Monday, November 17, 2008

The Difference Between "Data" and "Information"

[Reading over my previous blog I noticed that I left two important terms undefined. Today I'm correcting that mistake.]

Imagine a machine capable of receiving all the types of inputs human beings are capable of receiving. The laws of nature determine that the machine can hear, see, feel, and smell. The machine receives data from all the senses and stores it away in its memory. But that’s it. That’s all the machine does. It senses but does not act (because it cannot). Call this machine-D, as in “might-as-well-be-Dead.”

Conceive now a similar machine, with similar capabilities. Nature has determined that this machine, in addition to receiving data, is capable of trying to make sense of the data it receives, and if it feels the need to do so, is able to act on what it learns. Call this one machine-L, as in Living.
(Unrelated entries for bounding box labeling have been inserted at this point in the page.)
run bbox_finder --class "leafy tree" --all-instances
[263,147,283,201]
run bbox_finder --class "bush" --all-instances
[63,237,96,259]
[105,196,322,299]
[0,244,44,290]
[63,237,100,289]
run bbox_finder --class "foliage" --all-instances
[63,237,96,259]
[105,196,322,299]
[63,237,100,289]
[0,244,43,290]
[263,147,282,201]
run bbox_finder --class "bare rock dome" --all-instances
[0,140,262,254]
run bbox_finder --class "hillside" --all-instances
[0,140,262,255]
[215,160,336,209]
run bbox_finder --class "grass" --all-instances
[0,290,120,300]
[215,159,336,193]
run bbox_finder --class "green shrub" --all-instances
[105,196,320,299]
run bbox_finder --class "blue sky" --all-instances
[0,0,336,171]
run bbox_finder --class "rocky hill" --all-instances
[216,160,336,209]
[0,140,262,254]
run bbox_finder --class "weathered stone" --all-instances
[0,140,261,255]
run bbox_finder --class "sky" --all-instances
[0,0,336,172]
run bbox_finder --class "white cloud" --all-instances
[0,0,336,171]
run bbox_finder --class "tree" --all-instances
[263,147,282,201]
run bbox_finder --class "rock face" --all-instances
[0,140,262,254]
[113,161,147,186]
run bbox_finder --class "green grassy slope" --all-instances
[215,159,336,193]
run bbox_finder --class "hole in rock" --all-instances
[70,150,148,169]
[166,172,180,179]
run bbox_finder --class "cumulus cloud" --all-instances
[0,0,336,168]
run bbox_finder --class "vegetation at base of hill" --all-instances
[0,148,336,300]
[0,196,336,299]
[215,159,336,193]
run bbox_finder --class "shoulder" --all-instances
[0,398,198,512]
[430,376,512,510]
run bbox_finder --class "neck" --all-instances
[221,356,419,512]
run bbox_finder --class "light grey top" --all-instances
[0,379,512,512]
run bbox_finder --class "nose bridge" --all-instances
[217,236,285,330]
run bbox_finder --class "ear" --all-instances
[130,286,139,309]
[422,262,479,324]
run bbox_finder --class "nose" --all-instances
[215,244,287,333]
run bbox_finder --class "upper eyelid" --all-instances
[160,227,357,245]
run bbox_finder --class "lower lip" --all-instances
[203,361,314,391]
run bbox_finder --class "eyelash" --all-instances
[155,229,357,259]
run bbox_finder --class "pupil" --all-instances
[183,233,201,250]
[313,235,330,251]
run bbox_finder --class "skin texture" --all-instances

Now imagine that both machines receive some data which when properly analyzed tells them that a great rock teeters above their heads and threatens to fall and destroy them. Which machine has the better chance to survive the crash? Of course, machine-L, the one that's free. (All human beings are of this type, some with more power to act than others.)

If machine-L were of a philosophical bent, it might feel itself absolutely free because it would recognize in itself more power to survive than it would notice in machine-D. That mistake is understandable; it’s based on observation. Remove the words “absolutely free” and substitute “free within the limits of the laws of nature,” and you have the truth.

After much analysis of these model machines, we see that machine-L transforms "data" into "information." We can now understand these two words more perfectly, with all that "more perfectly" implies. Data is unbiased. Information is personal.

Data has no meaning. Information has only meaning. But meaning is always personal.